Microsoft’s idea of user empowerment suits a wide range of users, including the ones left out by IBM
On the other hand, Microsoft’s idea of user empowerment suits a wide range of users, including the ones left out by IBM. With proper GUI-based tools and simplifying interfaces Microsoft has shown that even techno phobic organizations can implement their required services with ease. But lying under the appearance of user empowerment by direct sell and update strategy is the trap door of high cost and complete dependency upon the developer company. Besides, with a long history of security vulnerabilities and bad reputation the company’s software is always under threat from virus coders. Once support for a product ends there is no other way but to upgrade. And if you can’t upgrade, with the unleashing of a new virus, you can only pray for a highly skilled and capable programmer familiar with the architecture to develop a patch and provide it free or for a small fee.
Free software suits all
It is at this crucial juncture that free software comes to the rescue. Applications built for the on-demand computing platform, embraced by smaller techno-cretinous organizations, can be easily shifted to in-house, in-control environments to suit the high-tech organizations as long as free software is used in both of these extremes. Under this condition the contrary is also true: applications built for the in-house model can be easily shifted to the on-demand environment. It is the universality of free software, which really empowers the user, allowing access to the core of technology and services on offer, thereby bestowing the ultimate power possible in market—the ability to choose and change suppliers depending upon user need.

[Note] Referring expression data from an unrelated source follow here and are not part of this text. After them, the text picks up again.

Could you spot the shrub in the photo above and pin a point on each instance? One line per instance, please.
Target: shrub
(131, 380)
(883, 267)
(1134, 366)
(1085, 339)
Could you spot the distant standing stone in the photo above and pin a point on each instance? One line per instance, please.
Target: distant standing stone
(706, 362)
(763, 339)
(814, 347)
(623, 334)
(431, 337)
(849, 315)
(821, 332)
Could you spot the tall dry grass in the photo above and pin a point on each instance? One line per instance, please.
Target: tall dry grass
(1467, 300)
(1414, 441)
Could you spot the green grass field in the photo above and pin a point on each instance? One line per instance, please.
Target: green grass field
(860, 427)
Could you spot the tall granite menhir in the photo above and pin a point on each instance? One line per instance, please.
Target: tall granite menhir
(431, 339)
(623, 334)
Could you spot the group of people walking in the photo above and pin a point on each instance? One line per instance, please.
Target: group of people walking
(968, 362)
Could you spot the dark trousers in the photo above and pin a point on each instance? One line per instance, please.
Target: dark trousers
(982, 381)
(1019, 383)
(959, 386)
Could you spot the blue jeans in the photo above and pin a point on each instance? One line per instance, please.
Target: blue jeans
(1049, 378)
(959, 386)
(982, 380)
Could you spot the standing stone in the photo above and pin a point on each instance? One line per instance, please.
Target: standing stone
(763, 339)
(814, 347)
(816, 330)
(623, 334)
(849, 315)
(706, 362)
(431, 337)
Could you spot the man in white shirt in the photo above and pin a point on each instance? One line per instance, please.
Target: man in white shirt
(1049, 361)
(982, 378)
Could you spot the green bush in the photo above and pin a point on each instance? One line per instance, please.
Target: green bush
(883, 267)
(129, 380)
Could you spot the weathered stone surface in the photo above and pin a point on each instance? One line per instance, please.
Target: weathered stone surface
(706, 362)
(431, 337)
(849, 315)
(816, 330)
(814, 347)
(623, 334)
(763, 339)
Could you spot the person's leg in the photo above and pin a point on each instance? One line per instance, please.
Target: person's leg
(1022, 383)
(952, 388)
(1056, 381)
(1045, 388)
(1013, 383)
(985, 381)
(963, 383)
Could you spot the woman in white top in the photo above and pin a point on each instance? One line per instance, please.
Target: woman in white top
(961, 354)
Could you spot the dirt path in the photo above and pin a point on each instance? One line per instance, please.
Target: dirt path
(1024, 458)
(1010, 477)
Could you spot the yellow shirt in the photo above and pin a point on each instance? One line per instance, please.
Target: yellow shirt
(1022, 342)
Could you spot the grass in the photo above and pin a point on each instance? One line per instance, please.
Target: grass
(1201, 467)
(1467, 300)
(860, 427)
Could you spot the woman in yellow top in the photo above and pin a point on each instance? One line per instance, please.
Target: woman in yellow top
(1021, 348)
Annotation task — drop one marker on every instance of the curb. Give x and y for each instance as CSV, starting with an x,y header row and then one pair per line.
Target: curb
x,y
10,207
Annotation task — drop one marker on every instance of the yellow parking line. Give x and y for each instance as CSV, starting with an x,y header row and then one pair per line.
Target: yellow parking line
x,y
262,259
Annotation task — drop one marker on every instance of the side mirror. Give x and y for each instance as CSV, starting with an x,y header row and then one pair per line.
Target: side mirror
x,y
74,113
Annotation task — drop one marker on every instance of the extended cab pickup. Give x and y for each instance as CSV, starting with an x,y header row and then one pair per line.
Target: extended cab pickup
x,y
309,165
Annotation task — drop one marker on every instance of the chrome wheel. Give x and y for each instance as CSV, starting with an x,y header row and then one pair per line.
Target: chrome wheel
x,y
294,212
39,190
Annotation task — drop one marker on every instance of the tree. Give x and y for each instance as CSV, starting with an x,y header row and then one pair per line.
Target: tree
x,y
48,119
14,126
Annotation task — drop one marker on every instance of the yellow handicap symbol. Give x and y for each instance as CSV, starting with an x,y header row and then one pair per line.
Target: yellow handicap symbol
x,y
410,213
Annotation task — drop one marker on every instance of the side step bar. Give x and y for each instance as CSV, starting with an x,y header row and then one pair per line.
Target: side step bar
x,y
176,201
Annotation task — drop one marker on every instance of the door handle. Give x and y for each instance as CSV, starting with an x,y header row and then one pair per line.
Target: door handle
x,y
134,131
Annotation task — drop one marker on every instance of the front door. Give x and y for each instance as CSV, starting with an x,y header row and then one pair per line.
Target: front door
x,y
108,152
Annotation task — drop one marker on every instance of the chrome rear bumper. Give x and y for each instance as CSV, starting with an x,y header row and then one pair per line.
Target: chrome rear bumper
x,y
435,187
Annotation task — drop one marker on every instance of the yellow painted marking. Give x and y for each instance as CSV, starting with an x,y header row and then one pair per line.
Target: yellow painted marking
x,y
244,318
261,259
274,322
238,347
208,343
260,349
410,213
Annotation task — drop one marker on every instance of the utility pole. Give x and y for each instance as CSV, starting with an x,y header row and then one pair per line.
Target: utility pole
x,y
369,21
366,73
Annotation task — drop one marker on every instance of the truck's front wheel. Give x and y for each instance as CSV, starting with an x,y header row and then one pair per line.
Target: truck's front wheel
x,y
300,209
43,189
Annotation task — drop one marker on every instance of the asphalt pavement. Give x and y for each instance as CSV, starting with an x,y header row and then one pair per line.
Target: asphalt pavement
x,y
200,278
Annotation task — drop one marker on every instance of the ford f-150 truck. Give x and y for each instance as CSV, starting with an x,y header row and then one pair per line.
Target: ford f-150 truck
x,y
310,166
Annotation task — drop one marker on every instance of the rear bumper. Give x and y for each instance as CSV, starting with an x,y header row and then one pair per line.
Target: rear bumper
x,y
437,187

It is the all pervasiveness of free software, encompassing the entire range of on-demand services as well as in-house computing, that makes it the main contender for the techno-solution title belt
The strategy also ignites the creative passion of the programmers, developing software unfettered, free of the enforcements of narrow ownership. Even Linus Torvalds has no claim of proprietorship beyond his “Linus tree” and anyone can start their own tree. It is the all pervasiveness of free software, encompassing the entire range of on-demand services as well as in-house computing, that makes it the main contender for the techno-solution title belt and has earned it its place in the sun. Based on its merits we can rightfully proclaim that it is the technology of the future.